Inaugurata “Il dialogo infinito con la natura” alla presenza del presidente della Fondazione Cariplo, Giuseppe Guzzetti

Venerdì 1° dicembre a Legnano, presso Palazzo Leone da Perego, è stata inaugurata la prestigiosa mostra “Il dialogo Infinito con la natura”: il presidente Salvatore Forte, insieme al presidente della Fondazione Cariplo Giuseppe Guzzetti, alla responsabile del Patrimonio Artistico Cariplo Lucia Molino e alla curatrice Giovanna Palamidese, ha tagliato il nastro dell'esposizione che sarà visitabile gratuitamente fino al 4 marzo 2018.

Dopo il benvenuto del sindaco, Gianbattista Fratus, che ha ringraziato tutti per il gran lavoro svolto, e manifestato l’orgoglio della città nell’ospitare una simile esposizione, ha preso la parola Giuseppe Guzzetti, il quale ha ribadito con energia i concetti che stanno alla base del lavoro della Fondazione madre ma anche delle quindici Fondazioni di Comunità sviluppatesi tra la Lombardia e il vicino Piemonte (Novara e Verbano Cusio Ossola). Guzzetti ha spiegato come la “casa madre” abbia deciso di costituire fondazioni locali proprio per dare maggior forza e incisività al lavoro sul territorio. Un operare che si articola, principalmente, su quattro direttrici: servizi sociali, cultura, ambiente ed ecologia, ricerca scientifica. Senza mai dimenticare “il profumo antico della beneficenza, del fare il bene”.

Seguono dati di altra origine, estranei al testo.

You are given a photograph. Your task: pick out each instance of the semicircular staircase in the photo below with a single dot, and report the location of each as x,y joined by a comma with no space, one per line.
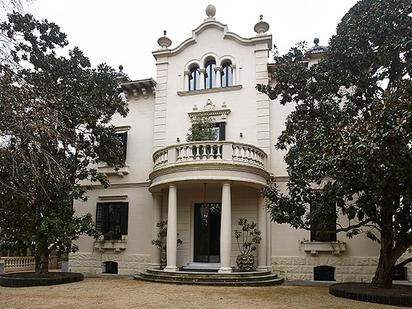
255,278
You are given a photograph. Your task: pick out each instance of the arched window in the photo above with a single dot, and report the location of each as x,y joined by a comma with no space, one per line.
227,74
210,74
194,78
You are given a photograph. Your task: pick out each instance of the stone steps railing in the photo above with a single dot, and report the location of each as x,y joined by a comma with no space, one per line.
214,151
22,263
18,263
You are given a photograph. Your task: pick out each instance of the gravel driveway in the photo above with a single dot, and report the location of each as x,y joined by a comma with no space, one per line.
126,293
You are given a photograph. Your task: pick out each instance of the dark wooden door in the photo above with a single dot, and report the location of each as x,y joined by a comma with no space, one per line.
207,233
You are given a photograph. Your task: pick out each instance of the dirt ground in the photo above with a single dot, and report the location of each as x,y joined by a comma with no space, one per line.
126,293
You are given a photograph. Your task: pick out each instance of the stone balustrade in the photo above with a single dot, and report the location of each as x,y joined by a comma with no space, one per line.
209,151
22,263
18,263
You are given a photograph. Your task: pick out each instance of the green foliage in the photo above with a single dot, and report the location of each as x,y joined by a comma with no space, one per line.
351,129
201,130
248,237
53,128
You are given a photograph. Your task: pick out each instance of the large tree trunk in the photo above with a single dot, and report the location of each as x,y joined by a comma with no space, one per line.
44,261
383,276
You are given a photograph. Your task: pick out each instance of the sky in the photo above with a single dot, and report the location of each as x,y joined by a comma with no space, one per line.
126,31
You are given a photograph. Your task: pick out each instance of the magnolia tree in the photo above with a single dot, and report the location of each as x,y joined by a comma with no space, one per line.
351,131
54,128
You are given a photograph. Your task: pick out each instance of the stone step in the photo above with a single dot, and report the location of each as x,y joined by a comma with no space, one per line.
270,282
206,278
194,274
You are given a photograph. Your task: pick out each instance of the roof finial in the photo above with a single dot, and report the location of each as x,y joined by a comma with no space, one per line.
164,42
261,27
210,11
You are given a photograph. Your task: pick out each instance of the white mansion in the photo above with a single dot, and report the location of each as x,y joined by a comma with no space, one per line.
202,189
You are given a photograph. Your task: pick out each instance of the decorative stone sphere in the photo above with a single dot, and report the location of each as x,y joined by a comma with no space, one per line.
164,42
210,11
261,27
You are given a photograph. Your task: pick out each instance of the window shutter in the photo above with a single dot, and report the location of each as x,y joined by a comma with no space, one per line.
99,217
123,137
222,131
124,217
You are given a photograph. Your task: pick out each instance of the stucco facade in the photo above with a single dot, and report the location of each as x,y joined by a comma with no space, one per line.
165,176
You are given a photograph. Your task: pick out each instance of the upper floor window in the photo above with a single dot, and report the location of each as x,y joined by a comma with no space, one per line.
123,138
210,74
227,74
323,229
219,131
112,219
194,77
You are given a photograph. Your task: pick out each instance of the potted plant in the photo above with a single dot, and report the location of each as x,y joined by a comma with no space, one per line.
247,238
161,241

L’assessore alla Cultura, Franco Colombo, si è soffermato sull’eterna bellezza dell’arte, paragonando il percorso espositivo alla sua idea, il suo sogno di città, che dal naturalismo delle cose presenti trascolora nella destrutturazione di un luogo da ripensare con nuove tinte ed elementi.

Salvatore Forte ha voluto ringraziare tutti quanti i numerosi collaboratori, manifestando immensa gioia per il risultato raggiunto e annunciando, per i mesi di apertura, visite guidate pressoché quotidiane grazie all’impegno dei tanti volontari, con particolare attenzione al mondo della scuola e agli studenti di ogni età. Ha poi rivolto ringraziamenti sentiti agli sponsor, presenti in sala, che hanno creduto nella proposta ben oltre il dato puramente economico, dai Fratelli Rossetti alla Banca Aletti (Gruppo Bpm), dalla Fondazione Tirinnanzi a Roveda Assicurazioni.

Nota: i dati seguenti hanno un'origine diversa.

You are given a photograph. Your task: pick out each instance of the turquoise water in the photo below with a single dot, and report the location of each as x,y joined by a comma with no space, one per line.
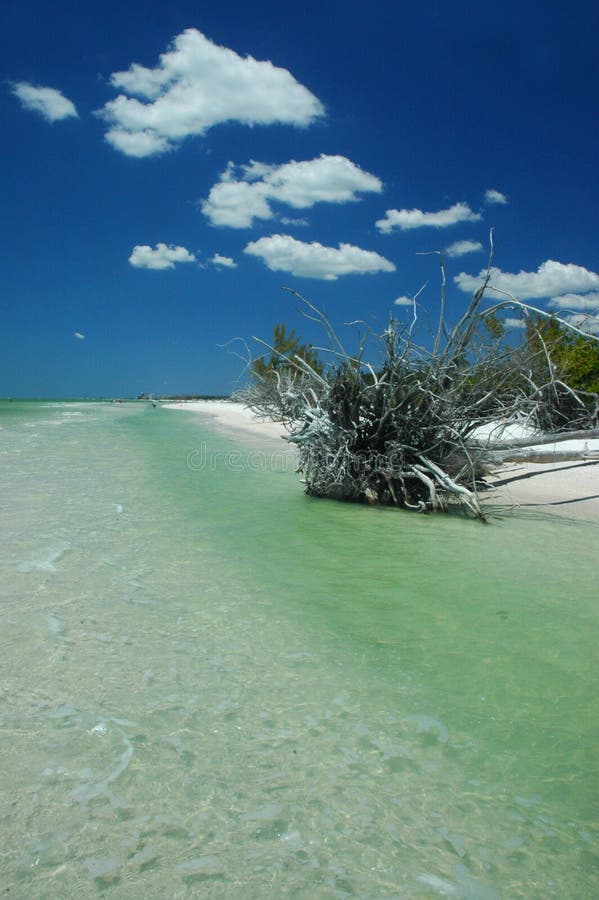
214,686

Lucia Molino, responsabile del patrimonio artistico di Fondazione Cariplo, e Giovanna Palamidese, curatrice della mostra, hanno presentato al folto pubblico le opere e i grandi artisti (da Induno a Bianchi, da Gola a Longoni, da Morandi a Morlotti, da Sironi a De Pisis, da Guttuso a Zanella), le linee guida di questo viaggio in una natura lombarda che scaturisce dalle cime, nelle acque che vi scendono, per arrivare alle città e alle traversie della vita, fino ai lavori (gli ultimi due proprio del legnanese Piero Giunni) di coloro che il critico d’arte Francesco Arcangeli definiva con arguta preveggenza, “gli ultimi naturalisti”.

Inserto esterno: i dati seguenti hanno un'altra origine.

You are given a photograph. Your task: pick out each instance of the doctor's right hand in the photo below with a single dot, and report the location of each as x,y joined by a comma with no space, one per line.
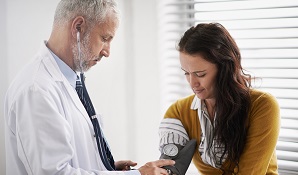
154,168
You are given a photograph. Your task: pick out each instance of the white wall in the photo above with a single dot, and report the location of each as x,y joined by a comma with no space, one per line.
124,87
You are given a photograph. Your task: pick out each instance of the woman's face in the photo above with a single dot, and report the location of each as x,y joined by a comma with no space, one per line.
200,74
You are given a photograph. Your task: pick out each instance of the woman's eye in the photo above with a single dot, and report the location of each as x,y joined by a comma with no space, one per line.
200,75
104,39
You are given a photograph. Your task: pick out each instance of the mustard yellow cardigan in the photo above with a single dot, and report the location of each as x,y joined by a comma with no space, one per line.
259,156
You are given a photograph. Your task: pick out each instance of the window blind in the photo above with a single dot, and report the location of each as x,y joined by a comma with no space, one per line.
267,35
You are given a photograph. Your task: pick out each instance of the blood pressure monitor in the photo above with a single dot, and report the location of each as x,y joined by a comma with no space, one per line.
170,150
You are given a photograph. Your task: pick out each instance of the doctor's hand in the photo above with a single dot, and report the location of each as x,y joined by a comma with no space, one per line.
154,168
124,165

Un pubblico talmente numeroso da dover contingentare le visite in tre gruppi, guidati dalle stesse Molino e Palamidese e da Fabrizio Rovesti, che ha compilato una quindicina di schede del catalogo che, edito da Silvana, sarà disponibile a offerta libera per tutta la durata della mostra presso il bookshop. Un giro allietato dalla musica del giovanissimo e brillante trio di clarinetti Ema e terminato nel brindisi augurale di un sontuoso buffet a cura dei ragazzi della IAL Lombardia. Un evento artistico di grande portata, nel ricordo di una terra che, nelle parole del Manzoni, è sovrastata da “quel cielo di Lombardia, così bello, quand’è bello, così splendido, così in pace.” Perché, come apre Salvatore Forte la sua introduzione al catalogo, con le parole di Hans-Georg Gadamer: “La cultura è l’unico bene dell’umanità che diviso fra tutti, anziché diminuire, diventa più grande.”